The only tenable hypothesis in connection with whaling is that the European blood may have come from the east side of the continent through the Americans, Scotch, and others who have engaged in Hudson Bay and Baffin Bay whaling for centuries. Here we are dealing with no impossibility any more than we were in the case of the earlier and more numerous Greenland Norsemen. But if the mixing of races is so recent, it would appear that it should be most conspicuous farther east where the whalers had their headquarters, fading away as one goes westward. The opposite is the case.
(Stefansson, 1908, pp. 377-378)
Stefansson opted for the last explanation as the most probable: “It is possible that for some so-called accidental reason blond individuals may have been born from time to time in the past from parents of pure Eskimo blood, and that these may have perpetuated themselves” (Stefansson, 1908, p. 381).
Some new light has been shed by a team of researchers headed by Palsson (2008). They collected genetic data from 299 Inuit on Victoria Island and at adjacent locations, as well as from other Inuit or Inuit-related groups (Greenland Inuit, Chukchi, Siberian Yupiit, and Alaskan Aleut). No evidence of European admixture is apparent in the Victoria Island Inuit with respect to either maternally or paternally inherited lineages. But there is evidence of maternal lineages from a pre-Inuit source, possibly the Dorset people who inhabited the Canadian Arctic a thousand years ago.

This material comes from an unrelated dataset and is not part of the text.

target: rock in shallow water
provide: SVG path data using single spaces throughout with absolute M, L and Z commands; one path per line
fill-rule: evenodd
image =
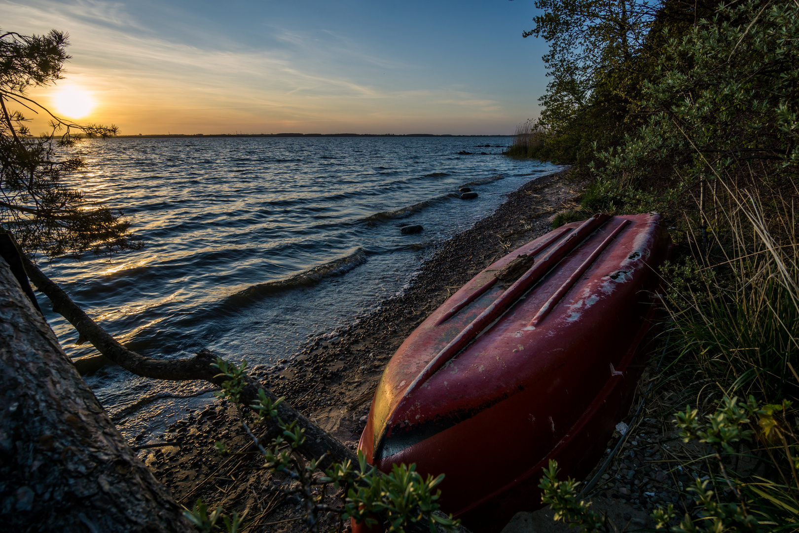
M 410 235 L 411 233 L 418 233 L 423 229 L 424 229 L 424 228 L 417 224 L 416 225 L 401 228 L 400 231 L 402 232 L 403 235 Z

What conclusion should we draw? Palsson (2008) concluded that the existence of blondism among the Victoria Island Inuit had been blown out of all proportion. Alternately, it may be that new alleles for hair and eye color arose independently through mutation, with some kind of selection pressure favoring these color traits over the original black hair and brown eyes. Finally, it may be that a pre-Inuit population of Eurasian origin, perhaps the Dorset or even the earlier Paleoeskimos, had a significant incidence of fair hair and fair eyes. Such traits might then have persisted through admixture in this Inuit group. The last possibility might not be so far-fetched, since fair hair has been reported among the Yukaghir of eastern Siberia (von Hellwald, 1882).
Palsson, G. (2008). Genomic anthropology. Coming in from the cold? Current Anthropology, 49, 545-568.
Stefansson, V. (1927). My Life with the Eskimos. New York: The MacMillan Co.
von Hellwald, F. (1882). Völkerkunde, Nurnberg.